GPS, photographie et Open Data Kit

Les photos prises aux cours des enquêtes de terrain sont le plus efficaces quand elles sont utilisées avec des données GPS. Cela peut se faire en incluant simplement sur les photos l’écran du GPS indiquant la latitude et la longitude. Cela est utile une fois les recherches de terrain terminées, pour comparer les preuves rassemblées sur le terrain avec les données spatiales contextuelles. Il pourra s’agir par exemple de comparer l’emplacement des souches d’arbres avec les cartes des concessions. Mais c’est surtout important pour fournir des preuves aux organismes chargés de faire respecter la loi ou d’autres parties concernées. Bien que simple dans le principe, il n’est pas toujours aisé de prendre une photo montrant l’appareil GPS en raison des reflets sur l’écran et du besoin de s’assurer que les numéros sur le GPS sont nets. La technique s’améliore avec l’expérience et il est nécessaire de s’entraîner avant d’arriver sur le terrain. Il est également utile d’avoir une connaissance raisonnable du fonctionnement des appareils photos pour ajuster la profondeur de champ. Les photos doivent être vérifiées pour s’assurer de la clarté des coordonnées du GPS et du sujet et reprises si nécessaire.

Les smartphones sont maintenant tous équipés d’un appareil photo et d’un système GPS. Google a développé un ensemble d’outils, Open Data Kit (ODK), pour permettre à ces appareils d’être utilisées pour rassembler des informations dans des zones reculées. ODK permet aux utilisateurs de :

  • Créer des formulaires de collecte de données ou d’enquêtes ;
  • Télécharger un formulaire sur une smartphone et collecter les données ;
  • Envoyer les données vers un serveur et les présenter dans des formats utiles.

Ces outils ont été utilisés dans des environnements complexes, par exemple, pour réaliser des enquêtes de santé dans des régions reculées d’Afrique. Mais ils peuvent également être utilisés pour des choses relativement simples, telles que de simples enquêtes de terrain. Dans ce contexte, le formulaire peut être conçu pour demander aux utilisateurs d’enregistrer leurs coordonnées géographiques (en utilisant le GPS du smartphone), une ou deux images, du texte et des questions à choix multiple.
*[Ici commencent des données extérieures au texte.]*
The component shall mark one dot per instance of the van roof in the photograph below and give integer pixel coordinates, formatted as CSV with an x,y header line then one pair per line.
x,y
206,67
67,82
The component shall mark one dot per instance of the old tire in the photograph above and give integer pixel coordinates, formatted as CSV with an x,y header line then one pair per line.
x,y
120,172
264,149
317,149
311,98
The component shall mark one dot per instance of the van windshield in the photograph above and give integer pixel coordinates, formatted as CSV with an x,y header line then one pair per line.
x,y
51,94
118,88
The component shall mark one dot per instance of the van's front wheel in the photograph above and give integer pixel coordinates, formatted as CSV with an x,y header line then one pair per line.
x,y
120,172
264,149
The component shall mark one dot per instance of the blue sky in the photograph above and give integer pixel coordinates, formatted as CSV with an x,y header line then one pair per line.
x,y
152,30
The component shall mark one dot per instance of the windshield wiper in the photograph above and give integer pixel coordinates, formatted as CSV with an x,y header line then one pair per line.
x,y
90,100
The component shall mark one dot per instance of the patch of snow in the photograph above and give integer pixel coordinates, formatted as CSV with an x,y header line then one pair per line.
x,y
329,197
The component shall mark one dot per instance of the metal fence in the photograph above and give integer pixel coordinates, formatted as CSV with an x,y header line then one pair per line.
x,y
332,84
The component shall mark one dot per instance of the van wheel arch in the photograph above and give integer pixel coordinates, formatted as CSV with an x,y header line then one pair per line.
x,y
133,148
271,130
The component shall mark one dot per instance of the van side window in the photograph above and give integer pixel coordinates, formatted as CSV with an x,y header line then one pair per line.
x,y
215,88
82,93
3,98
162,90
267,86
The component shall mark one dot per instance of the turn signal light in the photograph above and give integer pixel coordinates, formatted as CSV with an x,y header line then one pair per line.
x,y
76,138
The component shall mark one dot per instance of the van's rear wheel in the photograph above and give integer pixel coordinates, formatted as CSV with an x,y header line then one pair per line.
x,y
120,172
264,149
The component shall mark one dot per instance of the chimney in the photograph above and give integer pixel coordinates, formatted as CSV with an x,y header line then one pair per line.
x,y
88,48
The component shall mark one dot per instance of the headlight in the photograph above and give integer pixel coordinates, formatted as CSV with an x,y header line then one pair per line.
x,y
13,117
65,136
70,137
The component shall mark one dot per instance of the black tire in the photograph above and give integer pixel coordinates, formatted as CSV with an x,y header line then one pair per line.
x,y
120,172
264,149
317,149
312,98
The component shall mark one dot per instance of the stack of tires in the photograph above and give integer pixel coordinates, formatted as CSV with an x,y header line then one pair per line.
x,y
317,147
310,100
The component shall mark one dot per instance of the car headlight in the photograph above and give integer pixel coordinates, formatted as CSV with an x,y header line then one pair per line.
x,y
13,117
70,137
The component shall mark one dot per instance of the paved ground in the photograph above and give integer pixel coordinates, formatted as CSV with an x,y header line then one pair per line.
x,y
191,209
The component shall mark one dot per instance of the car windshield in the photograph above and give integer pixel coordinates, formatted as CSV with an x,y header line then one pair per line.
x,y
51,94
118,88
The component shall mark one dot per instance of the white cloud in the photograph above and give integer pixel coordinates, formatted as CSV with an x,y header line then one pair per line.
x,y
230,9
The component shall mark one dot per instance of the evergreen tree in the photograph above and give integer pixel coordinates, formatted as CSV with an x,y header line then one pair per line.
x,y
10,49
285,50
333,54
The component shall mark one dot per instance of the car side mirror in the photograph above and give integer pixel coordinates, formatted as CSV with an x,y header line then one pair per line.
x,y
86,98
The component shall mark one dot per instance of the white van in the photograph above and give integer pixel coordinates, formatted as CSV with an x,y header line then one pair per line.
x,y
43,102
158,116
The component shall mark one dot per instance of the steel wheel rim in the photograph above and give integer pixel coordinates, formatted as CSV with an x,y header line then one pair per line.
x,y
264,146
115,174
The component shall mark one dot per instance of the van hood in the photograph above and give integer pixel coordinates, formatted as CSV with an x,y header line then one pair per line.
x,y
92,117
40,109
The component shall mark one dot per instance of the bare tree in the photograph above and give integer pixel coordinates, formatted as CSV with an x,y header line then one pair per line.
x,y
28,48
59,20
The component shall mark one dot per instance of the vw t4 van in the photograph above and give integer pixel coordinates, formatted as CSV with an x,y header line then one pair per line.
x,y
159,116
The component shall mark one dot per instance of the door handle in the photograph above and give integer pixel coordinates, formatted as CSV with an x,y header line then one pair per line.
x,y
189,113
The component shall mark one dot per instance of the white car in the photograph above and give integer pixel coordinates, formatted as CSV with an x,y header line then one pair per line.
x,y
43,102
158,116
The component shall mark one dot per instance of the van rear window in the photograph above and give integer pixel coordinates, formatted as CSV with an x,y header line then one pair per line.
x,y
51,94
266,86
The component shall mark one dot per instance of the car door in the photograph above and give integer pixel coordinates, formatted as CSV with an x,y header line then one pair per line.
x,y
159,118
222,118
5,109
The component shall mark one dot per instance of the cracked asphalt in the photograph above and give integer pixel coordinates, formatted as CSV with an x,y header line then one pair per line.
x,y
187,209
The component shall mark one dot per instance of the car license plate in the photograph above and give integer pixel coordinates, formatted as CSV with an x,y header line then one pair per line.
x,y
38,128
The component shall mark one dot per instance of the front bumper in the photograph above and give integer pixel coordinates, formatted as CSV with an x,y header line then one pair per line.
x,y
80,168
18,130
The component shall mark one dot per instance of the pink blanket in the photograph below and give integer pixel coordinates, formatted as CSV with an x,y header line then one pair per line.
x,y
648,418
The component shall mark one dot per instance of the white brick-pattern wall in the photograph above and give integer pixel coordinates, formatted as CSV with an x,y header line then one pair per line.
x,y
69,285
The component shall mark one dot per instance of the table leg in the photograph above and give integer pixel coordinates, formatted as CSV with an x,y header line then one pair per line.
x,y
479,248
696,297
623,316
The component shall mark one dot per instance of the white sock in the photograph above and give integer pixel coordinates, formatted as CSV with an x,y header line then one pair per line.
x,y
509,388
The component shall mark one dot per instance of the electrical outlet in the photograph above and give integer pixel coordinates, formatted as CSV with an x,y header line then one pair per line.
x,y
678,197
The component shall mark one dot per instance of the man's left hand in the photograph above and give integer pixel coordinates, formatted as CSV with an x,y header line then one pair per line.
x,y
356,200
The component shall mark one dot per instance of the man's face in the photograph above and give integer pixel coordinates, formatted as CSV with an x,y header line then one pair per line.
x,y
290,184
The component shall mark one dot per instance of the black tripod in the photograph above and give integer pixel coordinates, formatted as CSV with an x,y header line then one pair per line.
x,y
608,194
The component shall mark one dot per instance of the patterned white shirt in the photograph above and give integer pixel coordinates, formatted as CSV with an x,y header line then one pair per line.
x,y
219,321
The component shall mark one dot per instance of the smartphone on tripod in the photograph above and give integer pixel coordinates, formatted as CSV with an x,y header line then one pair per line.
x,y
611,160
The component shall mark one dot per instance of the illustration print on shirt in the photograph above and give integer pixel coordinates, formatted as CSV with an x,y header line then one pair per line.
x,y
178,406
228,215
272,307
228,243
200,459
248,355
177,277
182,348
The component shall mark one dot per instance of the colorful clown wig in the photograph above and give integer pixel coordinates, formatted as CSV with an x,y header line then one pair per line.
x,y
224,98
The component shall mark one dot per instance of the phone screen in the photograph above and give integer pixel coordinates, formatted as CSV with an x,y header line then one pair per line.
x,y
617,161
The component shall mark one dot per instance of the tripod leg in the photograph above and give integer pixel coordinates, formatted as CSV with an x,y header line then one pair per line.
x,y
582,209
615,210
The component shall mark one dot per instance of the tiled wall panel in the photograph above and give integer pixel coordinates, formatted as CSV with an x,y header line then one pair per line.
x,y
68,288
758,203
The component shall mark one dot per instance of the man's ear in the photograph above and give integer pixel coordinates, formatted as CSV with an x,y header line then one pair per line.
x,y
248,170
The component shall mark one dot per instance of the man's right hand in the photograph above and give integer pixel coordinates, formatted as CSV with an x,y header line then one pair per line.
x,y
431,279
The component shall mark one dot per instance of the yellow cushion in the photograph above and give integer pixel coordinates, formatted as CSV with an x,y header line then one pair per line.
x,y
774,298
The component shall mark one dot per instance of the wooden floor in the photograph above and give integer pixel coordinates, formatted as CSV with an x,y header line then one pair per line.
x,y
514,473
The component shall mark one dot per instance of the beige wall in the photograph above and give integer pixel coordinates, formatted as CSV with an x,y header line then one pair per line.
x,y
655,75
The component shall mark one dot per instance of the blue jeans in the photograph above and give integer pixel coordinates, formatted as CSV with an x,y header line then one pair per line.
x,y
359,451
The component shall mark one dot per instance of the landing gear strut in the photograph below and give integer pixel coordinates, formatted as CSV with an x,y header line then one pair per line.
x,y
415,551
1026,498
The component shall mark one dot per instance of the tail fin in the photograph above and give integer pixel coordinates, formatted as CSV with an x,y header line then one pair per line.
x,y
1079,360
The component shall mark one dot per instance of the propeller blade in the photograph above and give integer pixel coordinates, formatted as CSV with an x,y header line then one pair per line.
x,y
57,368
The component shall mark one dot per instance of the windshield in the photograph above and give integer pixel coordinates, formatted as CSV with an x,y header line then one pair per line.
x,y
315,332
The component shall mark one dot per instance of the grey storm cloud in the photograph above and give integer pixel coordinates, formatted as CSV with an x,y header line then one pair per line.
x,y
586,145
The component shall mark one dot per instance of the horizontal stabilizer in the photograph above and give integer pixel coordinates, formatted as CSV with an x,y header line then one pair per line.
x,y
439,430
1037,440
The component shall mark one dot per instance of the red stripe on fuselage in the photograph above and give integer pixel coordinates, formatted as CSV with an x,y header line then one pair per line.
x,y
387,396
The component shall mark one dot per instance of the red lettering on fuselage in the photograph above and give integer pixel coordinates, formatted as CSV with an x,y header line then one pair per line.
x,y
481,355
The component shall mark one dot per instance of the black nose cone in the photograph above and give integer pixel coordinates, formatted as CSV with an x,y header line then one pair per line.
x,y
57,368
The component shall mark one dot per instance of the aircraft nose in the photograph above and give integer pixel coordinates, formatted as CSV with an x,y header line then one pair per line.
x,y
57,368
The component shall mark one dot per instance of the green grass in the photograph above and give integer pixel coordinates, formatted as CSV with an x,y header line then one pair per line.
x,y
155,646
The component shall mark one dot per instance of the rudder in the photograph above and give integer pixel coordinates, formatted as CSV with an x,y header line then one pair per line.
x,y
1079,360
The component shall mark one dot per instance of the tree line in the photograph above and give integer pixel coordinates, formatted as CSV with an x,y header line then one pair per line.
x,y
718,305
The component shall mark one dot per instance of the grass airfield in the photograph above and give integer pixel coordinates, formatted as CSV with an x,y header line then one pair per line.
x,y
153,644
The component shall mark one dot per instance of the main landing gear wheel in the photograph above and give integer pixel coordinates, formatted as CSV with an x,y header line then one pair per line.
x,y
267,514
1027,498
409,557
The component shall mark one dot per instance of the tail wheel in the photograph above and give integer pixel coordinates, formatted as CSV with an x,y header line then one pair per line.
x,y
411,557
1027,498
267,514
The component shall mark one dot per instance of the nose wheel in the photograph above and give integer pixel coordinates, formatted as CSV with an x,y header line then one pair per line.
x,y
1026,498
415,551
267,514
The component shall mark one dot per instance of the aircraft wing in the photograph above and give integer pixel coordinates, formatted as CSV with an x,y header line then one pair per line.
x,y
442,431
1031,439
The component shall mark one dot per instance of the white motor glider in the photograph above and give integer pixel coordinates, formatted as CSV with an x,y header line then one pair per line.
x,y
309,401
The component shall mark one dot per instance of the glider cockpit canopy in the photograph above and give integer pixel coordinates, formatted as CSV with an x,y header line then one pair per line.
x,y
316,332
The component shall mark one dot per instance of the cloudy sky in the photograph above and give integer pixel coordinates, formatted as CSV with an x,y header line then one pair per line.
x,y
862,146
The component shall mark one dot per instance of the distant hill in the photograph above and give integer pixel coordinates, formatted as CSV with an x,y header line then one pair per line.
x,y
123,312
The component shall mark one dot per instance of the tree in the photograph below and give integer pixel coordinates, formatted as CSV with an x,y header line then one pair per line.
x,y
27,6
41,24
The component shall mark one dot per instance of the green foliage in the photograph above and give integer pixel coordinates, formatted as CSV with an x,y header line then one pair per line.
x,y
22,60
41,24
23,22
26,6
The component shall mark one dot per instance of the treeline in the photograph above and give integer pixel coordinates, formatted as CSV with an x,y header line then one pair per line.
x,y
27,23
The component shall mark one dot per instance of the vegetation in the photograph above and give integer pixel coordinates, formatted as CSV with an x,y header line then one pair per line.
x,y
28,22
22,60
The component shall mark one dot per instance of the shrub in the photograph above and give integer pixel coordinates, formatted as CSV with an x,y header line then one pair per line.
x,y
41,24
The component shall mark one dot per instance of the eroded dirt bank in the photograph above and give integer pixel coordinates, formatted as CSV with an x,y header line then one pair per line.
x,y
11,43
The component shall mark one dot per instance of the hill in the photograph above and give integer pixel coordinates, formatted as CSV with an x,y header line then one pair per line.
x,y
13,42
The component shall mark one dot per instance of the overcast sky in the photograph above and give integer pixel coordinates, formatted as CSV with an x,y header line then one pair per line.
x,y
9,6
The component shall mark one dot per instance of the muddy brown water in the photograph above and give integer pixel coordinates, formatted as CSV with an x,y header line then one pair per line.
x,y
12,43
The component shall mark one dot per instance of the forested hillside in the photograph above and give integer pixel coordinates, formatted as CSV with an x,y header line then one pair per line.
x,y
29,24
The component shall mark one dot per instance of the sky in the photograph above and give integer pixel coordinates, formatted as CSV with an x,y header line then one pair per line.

Ces informations sont alors envoyées vers un serveur, soit directement sur place, si le téléphone dispose d’une connexion Internet, soit plus tard, une fois de retour au bureau. Les données peuvent être exportées dans un format compatible avec un logiciel SIG ou visualisé sur Google Earth. L’avantage est qu’il ordonne et rationalise automatiquement des quantités potentiellement importantes de données et fait automatiquement le lien entre des images et des coordonnées géographiques.

Il existe de nombreux systèmes similaires à ODK. Comme ODK, ils sont utilisés pour le contrôle des forêts en Guyane, dans le Bassin du Congo, en Indonésie, au Myanmar, en Colombie et au Suriname, pour ne nommer que quelques pays/régions. ODK à l’avantage sur d’autres systèmes de pouvoir être déployé simplement et rapidement. Un certain nombre de critères peuvent être utilisés pour déterminer si d’autres systèmes sont plus appropriés. De plus amples informations sont disponibles sur opendatakit.org.

Si les enquêteurs utilisent ces technologies, un appareil photo ou un smartphone avec GPS, ils devraient également apporter et utiliser un système GPS autonome comme solution de secours. Ils sont plus robustes, ont une plus longue vie de batterie et une meilleure réception.